Ivan Smoljko told me he was many things, including a legendary burger maker, ace fellow Tiger rider, outstanding motorcycle importer and International Rock’n’Roll Superstar (OK, maybe not the last one). It turned out he was all 3, and I was particularly pleased he had managed to ship my Tiger from LA to Melbourne with no hassles in 3 weeks, and now had it sitting in his backyard waiting for me.
In the time The Tiger had taken to ship and clear customs I had decided to complete a tour of New Zealand on a hired road version of the Tiger, which actually worked out cheaper than shipping mine across from Australia & back, and also avoided weeks sat idle wishing I was riding!
In addition to Ivan’s wealth of talents, it also turned out he was a top guy, and after collecting me from my temporary accommodation near the airport (where I was being well looked after by my ‘AirB&B’ hosts Colette and Kevin), drove me to his house and forced me to consume several bottles of beer and a legendary ‘Smolijo’ Burger before handing me over the keys to my much missed beautiful bike. And she was still beautiful, even after all this time apart… Absence certainly does make the heart grow fonder. Or should that be absinthe?
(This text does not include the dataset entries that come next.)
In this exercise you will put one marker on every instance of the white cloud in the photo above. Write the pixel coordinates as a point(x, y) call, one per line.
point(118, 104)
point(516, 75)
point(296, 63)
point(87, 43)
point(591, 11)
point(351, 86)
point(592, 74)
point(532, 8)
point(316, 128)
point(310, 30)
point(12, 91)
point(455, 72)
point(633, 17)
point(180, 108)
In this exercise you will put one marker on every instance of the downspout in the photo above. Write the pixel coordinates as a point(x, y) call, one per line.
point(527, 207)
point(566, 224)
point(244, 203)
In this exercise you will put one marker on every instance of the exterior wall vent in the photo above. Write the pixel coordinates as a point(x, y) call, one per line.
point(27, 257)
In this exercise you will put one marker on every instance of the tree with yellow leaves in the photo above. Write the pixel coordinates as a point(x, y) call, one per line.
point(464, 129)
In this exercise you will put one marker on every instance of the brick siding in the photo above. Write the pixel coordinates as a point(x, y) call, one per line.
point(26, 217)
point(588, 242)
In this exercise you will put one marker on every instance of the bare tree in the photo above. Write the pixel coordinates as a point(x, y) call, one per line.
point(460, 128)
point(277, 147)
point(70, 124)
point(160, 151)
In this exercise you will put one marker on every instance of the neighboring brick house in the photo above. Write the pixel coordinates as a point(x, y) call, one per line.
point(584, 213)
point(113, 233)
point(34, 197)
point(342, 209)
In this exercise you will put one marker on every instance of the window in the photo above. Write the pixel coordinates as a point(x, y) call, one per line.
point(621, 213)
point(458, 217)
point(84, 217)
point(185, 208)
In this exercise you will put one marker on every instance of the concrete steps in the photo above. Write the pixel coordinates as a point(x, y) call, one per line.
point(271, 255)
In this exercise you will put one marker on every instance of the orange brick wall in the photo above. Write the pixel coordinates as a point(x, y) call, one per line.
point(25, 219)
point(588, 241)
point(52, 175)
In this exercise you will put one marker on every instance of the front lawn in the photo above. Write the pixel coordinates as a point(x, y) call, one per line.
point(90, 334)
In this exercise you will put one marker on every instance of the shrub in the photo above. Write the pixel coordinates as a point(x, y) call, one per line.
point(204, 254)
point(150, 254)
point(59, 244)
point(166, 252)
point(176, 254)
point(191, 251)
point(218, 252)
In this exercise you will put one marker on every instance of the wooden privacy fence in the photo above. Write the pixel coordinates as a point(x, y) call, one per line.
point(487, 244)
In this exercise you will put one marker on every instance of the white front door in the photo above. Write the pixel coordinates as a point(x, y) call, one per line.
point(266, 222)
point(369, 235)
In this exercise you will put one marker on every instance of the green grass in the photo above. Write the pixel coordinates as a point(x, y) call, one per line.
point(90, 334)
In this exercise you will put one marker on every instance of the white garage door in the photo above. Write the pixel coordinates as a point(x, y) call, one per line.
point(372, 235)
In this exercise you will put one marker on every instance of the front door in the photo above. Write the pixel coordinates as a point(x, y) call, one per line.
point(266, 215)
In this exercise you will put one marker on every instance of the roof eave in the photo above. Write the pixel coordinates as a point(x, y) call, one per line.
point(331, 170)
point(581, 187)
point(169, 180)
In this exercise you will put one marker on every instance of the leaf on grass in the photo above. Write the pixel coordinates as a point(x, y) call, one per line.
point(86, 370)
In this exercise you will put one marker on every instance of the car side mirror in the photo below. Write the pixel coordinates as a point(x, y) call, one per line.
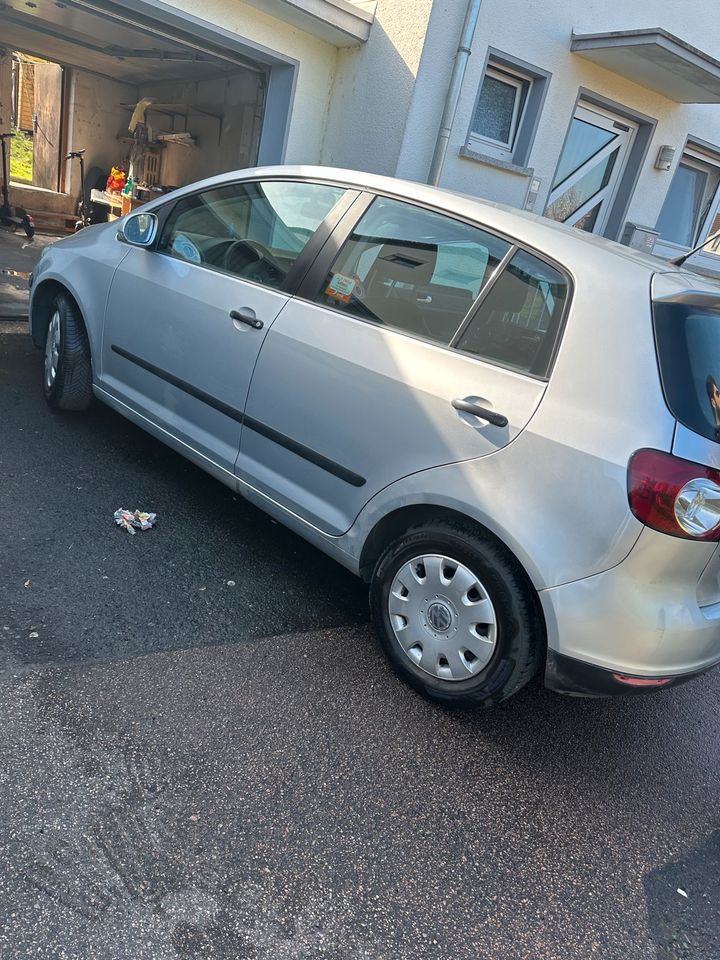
point(139, 229)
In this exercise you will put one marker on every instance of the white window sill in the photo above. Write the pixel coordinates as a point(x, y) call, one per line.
point(471, 153)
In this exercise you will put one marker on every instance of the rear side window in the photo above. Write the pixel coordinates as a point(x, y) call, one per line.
point(412, 269)
point(687, 335)
point(517, 323)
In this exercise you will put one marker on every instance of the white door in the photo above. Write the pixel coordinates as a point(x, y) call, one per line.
point(591, 165)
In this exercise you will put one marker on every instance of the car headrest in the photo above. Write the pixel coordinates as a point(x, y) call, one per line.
point(406, 262)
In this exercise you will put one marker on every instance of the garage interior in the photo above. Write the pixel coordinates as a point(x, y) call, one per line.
point(87, 76)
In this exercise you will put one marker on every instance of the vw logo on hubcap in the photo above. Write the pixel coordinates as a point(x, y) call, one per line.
point(439, 617)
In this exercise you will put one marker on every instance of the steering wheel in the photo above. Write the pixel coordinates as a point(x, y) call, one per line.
point(243, 254)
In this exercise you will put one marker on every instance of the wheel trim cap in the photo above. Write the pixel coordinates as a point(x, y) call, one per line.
point(52, 350)
point(442, 617)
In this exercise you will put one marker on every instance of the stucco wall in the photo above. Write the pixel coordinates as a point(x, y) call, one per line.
point(539, 32)
point(373, 89)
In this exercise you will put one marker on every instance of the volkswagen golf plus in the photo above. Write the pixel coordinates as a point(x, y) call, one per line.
point(508, 428)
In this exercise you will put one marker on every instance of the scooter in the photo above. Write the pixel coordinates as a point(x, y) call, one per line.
point(12, 217)
point(83, 206)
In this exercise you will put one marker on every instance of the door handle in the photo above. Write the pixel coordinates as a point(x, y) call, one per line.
point(496, 419)
point(246, 315)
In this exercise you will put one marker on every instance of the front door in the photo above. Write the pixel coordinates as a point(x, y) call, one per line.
point(185, 321)
point(590, 168)
point(375, 372)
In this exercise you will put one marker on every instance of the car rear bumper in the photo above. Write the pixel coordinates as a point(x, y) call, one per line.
point(577, 678)
point(644, 621)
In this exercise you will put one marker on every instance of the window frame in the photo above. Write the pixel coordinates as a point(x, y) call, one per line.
point(699, 159)
point(315, 279)
point(517, 154)
point(307, 255)
point(521, 83)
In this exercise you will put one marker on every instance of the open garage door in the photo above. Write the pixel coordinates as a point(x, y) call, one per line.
point(209, 101)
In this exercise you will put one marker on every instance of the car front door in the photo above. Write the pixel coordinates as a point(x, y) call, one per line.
point(185, 320)
point(421, 341)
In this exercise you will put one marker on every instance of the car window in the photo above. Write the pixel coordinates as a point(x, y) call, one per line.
point(252, 230)
point(517, 322)
point(411, 269)
point(687, 334)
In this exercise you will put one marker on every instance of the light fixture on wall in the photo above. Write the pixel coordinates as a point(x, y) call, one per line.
point(664, 158)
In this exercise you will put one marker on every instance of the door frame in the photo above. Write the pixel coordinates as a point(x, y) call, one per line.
point(635, 161)
point(602, 118)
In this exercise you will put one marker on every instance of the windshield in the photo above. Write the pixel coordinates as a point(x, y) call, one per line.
point(687, 334)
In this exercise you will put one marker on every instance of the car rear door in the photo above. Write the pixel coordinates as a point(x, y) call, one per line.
point(185, 321)
point(410, 334)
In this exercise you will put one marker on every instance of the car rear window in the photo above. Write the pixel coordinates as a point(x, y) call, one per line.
point(687, 334)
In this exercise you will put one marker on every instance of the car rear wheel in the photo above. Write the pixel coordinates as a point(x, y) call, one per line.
point(456, 616)
point(67, 371)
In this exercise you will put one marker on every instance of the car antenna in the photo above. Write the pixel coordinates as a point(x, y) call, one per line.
point(679, 261)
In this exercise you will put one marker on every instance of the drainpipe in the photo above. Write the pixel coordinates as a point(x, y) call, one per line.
point(454, 90)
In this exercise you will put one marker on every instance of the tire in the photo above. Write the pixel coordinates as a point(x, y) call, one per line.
point(460, 645)
point(67, 369)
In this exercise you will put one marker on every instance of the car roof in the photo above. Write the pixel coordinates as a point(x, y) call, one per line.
point(572, 248)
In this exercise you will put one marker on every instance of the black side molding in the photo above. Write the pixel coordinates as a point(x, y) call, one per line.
point(294, 446)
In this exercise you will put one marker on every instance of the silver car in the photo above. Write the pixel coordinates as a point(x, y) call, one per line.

Ivan has shipped bikes for loads of people over the years and his services were in so much demand that he gave up his day job and now does it for a living, and loves it! Able to ship bikes all over the world for great rates, I fully recommend his services (bikesabroad dot com dot au).
In all seriousness didn’t really realise how much I had missed my XC until I had her back. The road version I had hired for my New Zealand leg was OK (except for being yellow), but I much prefer the extra height of the XC, its off-road capabilities, looks and it just seems to fit me better. Ivan, smashing bloke that he is, had already cleared all the customs paperwork & had my Carnet stamped ready for me, so all that remained was a quick 10 minute visit to ‘VIC Roads’ Vehicle Licensing Centre to get her legal and insured for Australian roads, and I was all set for my Great Australian Adventure!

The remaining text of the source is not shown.